The town flourished as the British owners of the mining company began providing infrastructure such as roads, electricity, schools, bungalows, an office, warehouse, stores and even a hospital.
Sungai Lembing went on to become an important commercial centre, with its residents enjoying many luxuries of life.
Imported goods were sold duty-free at a convenience store while Malay, Hindi and English films were screened twice daily at a cinema in the middle of the town.
The town’s good fortune continued until the mid-1980s when world tin prices collapsed, forcing PCCL to shut down the mines at the end of its lease due to high operational costs.
The land was returned to the Pahang government and having relied heavily on tin mining for decades, the people of Sungai Lembing suddenly found themselves out of jobs.
This compelled the younger generation to leave Sungai Lembing for better prospects in Kuantan and other towns.
The town was left forgotten, its glory years merely a distant memory, until the state government decided to inject funds into developing Sungai Lembing as a tourist attraction.
Development efforts culminated in the opening of a tin mining museum in 2003.
Housed in the former residence of the PCCL general manager, the museum offers a glimpse at the tin mining industry that helped shaped the town’s history.

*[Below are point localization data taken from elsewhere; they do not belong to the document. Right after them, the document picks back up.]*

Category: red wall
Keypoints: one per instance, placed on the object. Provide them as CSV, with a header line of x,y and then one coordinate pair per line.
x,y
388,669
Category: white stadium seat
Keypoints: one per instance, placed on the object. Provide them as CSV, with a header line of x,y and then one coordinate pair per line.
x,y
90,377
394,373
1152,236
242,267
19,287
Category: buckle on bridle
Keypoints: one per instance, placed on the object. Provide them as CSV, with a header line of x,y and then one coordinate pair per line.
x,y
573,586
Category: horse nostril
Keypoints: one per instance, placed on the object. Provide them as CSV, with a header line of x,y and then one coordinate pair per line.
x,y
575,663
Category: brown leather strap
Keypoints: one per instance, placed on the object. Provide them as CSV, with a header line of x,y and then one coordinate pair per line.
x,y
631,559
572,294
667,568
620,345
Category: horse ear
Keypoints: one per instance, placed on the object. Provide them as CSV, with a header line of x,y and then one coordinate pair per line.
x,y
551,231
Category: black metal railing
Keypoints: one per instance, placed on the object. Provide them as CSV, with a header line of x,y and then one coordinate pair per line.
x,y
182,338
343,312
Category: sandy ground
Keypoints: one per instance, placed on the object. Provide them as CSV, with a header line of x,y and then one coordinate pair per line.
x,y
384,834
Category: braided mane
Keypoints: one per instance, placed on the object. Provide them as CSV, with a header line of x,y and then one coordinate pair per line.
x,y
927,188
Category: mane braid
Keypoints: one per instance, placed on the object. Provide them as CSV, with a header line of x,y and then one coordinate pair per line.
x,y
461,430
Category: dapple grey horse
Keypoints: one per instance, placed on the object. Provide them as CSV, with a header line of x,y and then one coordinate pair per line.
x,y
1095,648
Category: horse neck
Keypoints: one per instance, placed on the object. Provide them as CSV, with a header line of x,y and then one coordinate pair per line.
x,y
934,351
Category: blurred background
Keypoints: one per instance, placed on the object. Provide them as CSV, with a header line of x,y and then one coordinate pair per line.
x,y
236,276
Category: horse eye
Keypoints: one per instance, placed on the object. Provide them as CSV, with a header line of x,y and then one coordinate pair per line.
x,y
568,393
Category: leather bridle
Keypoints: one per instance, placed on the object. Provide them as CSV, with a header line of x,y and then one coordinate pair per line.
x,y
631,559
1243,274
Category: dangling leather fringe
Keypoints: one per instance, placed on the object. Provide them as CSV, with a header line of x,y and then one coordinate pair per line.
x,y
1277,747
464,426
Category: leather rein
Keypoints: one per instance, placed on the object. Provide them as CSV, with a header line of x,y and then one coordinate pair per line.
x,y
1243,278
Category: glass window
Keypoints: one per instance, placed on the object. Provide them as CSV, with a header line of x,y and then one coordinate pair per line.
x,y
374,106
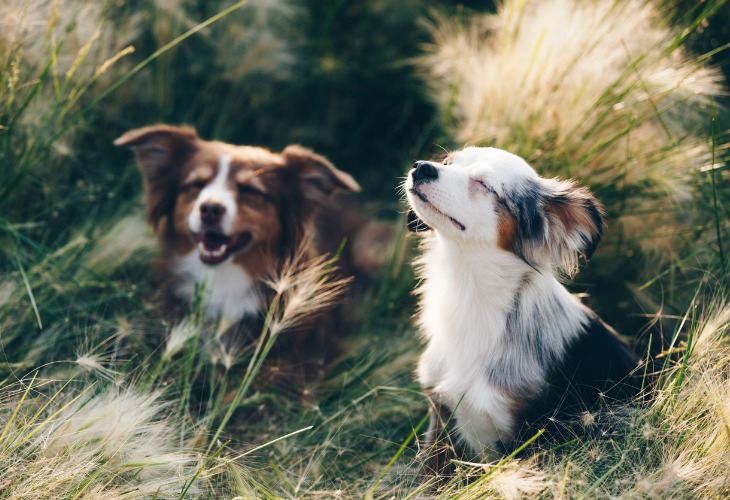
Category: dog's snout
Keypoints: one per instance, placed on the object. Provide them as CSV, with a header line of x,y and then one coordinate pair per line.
x,y
211,213
423,170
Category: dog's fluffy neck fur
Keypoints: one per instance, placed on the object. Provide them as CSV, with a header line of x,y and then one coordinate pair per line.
x,y
490,321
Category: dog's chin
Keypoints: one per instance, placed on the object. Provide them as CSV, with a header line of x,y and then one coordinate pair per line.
x,y
215,247
430,214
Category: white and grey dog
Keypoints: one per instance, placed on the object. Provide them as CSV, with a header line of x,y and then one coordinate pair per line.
x,y
509,349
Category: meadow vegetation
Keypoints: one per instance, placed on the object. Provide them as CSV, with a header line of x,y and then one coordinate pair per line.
x,y
99,397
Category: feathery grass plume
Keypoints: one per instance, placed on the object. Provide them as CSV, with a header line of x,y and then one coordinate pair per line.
x,y
113,442
117,244
303,287
602,91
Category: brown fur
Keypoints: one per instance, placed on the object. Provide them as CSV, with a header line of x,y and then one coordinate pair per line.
x,y
283,200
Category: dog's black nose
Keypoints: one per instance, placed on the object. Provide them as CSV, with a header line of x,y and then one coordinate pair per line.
x,y
212,213
423,170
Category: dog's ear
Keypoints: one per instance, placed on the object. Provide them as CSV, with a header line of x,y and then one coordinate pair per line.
x,y
576,221
160,150
414,223
317,177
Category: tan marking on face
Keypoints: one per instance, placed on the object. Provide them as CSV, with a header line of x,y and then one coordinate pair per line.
x,y
506,229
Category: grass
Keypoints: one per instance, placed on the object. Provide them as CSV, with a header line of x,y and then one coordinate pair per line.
x,y
99,397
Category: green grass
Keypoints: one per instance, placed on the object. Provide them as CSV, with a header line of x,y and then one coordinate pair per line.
x,y
100,397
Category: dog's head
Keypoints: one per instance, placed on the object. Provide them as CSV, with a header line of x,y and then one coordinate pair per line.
x,y
490,196
224,200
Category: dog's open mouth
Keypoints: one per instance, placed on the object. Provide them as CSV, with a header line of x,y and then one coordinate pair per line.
x,y
214,247
426,202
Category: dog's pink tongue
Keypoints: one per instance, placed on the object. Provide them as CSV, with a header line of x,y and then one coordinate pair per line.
x,y
212,246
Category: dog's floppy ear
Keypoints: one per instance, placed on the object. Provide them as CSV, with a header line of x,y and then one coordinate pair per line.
x,y
576,221
317,177
414,223
160,151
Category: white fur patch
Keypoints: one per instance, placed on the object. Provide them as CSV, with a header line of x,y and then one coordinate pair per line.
x,y
230,293
217,191
492,323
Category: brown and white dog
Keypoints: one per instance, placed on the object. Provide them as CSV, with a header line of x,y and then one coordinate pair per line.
x,y
227,215
509,350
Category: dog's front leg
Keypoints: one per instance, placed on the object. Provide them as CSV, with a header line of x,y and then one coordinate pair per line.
x,y
439,443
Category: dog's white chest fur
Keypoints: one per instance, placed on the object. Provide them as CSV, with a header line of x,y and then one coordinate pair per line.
x,y
468,301
229,292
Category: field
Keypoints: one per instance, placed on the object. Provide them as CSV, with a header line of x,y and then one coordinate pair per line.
x,y
100,398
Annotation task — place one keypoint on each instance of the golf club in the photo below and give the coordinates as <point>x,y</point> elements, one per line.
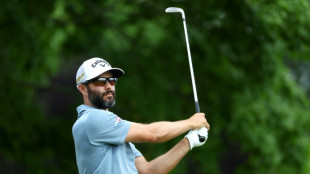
<point>197,108</point>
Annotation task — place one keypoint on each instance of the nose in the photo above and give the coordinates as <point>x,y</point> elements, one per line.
<point>108,85</point>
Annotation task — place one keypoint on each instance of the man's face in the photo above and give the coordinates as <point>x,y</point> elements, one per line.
<point>102,96</point>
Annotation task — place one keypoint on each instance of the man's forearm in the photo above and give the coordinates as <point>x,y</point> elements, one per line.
<point>165,131</point>
<point>166,162</point>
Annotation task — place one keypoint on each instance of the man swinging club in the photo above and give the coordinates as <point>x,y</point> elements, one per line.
<point>104,141</point>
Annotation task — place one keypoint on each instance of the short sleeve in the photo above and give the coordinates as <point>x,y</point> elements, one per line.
<point>106,127</point>
<point>136,152</point>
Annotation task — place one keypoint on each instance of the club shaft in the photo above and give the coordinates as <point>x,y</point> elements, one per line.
<point>197,108</point>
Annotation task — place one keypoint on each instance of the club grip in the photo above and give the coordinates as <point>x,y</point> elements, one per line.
<point>203,131</point>
<point>197,108</point>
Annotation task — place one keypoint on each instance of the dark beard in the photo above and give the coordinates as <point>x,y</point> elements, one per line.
<point>97,100</point>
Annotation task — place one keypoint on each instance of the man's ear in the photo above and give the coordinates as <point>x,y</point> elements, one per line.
<point>83,89</point>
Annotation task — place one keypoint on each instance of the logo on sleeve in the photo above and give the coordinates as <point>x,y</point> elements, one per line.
<point>117,120</point>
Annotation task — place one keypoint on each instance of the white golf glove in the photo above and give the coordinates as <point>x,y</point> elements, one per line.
<point>193,137</point>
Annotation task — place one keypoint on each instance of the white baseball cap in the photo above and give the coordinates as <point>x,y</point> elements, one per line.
<point>94,67</point>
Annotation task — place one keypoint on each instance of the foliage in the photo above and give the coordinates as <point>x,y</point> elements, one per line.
<point>258,113</point>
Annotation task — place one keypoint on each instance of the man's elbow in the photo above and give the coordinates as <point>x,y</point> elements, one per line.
<point>155,138</point>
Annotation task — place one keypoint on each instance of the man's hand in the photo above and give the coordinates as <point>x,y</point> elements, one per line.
<point>198,120</point>
<point>193,137</point>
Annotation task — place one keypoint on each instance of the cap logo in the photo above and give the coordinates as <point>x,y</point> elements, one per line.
<point>79,78</point>
<point>100,61</point>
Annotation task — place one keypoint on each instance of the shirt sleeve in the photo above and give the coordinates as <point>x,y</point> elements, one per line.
<point>136,152</point>
<point>106,127</point>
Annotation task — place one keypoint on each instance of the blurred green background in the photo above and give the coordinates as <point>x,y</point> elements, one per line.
<point>252,66</point>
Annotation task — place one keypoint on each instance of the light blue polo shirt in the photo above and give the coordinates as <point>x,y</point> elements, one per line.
<point>99,143</point>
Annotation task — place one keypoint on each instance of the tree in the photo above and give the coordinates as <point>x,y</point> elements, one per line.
<point>258,113</point>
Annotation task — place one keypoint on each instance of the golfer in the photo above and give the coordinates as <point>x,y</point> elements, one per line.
<point>104,140</point>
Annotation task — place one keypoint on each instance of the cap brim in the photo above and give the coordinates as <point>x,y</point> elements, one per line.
<point>117,72</point>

The latest attraction opened by the Kuantan Municipal Council is a restored section of a mine shaft that offers visitors a chance to explore by riding a trolley car into the tunnel and then continuing on foot.
A short way from this is the ever-popular Panorama Hill, where visitors can enjoy a breathtaking view of the sunrise after a 45-minute trek.

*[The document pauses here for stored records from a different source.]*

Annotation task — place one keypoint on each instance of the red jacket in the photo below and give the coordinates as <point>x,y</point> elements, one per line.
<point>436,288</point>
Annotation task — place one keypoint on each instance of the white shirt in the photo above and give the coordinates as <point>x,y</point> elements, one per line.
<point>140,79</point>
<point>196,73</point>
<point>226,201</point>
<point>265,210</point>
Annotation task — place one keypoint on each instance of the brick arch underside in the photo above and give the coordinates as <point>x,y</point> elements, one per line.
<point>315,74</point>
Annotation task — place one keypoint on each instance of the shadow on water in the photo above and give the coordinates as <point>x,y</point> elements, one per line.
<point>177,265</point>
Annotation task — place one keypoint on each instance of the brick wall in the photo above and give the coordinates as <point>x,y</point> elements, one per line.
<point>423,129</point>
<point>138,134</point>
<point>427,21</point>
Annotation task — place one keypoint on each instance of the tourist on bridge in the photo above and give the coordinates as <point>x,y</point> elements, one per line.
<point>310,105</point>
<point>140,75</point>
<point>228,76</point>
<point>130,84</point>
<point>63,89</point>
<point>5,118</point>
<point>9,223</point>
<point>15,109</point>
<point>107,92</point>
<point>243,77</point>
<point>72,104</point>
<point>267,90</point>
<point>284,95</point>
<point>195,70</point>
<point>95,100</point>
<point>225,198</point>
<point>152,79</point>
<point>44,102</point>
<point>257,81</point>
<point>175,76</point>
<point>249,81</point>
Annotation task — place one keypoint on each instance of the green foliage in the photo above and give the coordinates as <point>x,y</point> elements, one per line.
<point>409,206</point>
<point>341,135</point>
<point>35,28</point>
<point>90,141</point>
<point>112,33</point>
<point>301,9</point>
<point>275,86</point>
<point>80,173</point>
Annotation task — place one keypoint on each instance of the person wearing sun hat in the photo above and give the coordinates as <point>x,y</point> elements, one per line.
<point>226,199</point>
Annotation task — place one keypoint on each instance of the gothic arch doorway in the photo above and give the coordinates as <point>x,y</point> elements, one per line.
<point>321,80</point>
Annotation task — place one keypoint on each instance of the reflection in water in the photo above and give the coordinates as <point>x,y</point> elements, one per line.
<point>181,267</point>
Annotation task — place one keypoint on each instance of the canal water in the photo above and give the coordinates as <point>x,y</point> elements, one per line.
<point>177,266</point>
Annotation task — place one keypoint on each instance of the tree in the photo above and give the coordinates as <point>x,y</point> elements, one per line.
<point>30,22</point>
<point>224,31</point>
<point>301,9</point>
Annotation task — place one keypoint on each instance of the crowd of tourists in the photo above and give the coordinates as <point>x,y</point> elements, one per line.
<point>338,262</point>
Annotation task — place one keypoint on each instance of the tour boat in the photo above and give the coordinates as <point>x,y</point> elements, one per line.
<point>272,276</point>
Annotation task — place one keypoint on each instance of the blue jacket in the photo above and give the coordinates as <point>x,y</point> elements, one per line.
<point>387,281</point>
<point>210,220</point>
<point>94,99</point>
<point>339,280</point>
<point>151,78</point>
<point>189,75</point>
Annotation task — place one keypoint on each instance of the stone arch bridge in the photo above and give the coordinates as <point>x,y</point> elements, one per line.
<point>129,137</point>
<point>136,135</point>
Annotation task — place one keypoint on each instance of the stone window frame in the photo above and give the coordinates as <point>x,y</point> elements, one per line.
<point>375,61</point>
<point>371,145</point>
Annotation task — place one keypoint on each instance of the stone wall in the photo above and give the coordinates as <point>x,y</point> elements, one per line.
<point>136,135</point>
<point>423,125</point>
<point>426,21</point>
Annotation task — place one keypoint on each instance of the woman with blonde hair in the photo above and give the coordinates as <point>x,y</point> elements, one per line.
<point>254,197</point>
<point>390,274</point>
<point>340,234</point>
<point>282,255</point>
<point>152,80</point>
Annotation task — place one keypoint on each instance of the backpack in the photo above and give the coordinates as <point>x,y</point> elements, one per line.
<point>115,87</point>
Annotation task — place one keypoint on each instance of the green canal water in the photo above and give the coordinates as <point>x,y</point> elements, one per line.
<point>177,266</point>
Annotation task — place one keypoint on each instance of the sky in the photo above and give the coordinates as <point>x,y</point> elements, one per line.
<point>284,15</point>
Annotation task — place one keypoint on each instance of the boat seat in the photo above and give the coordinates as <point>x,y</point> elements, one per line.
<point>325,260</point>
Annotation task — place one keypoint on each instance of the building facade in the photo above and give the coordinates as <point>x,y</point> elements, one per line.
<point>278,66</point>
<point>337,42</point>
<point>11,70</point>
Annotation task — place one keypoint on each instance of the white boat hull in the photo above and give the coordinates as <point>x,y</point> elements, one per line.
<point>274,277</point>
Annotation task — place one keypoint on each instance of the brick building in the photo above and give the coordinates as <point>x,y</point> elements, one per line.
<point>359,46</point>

The normally deserted town comes alive during weekends when tourists pour in for a day trip to trek up the hill.
Another scenic draw is the Rainbow Waterfall, where, true to its name, a rainbow can be seen stretched over the cascading waters during morning hours.
Visitors have to use a four-wheel-drive vehicle, which can be arranged for in town. After an hour’s drive, it takes another 40 minutes of trekking to reach the waterfall.
Although far from its heyday, Sungai Lembing is now seeing a revival of sorts thanks to tourism.
The museum has also seen an increase in visitors over the years.
Museum Department director-general Datuk Ibrahim Ismail said 85,000 people visited the museum last year, far beyond the 70,000-visitor target.
“This year, we have set the target at 80,000 visitors,” he said.
Ibrahim was in the town recently to accept a 25kg ingot of 99.99% tin, donated by Malaysia Smelting Corporation (MSC) Berhad, to be exhibited at the Sungai Lembing Museum.
MSC chief executive officer Chua Cheong Yong said the company had decided to donate the ingot to create awareness of the country’s rich legacy in tin mining.
“We want to let people know and appreciate this piece of history which shaped our industry,” he said.
Chua believed there were still plenty of unmined minerals in the East Coast and structured policies could benefit the country’s economy by unearthing these ores.
“I believe there is potential if our Government can give its commitment to looking for these deposits. Perhaps, this could even help Sungai Lembing regain its past glory,” he said.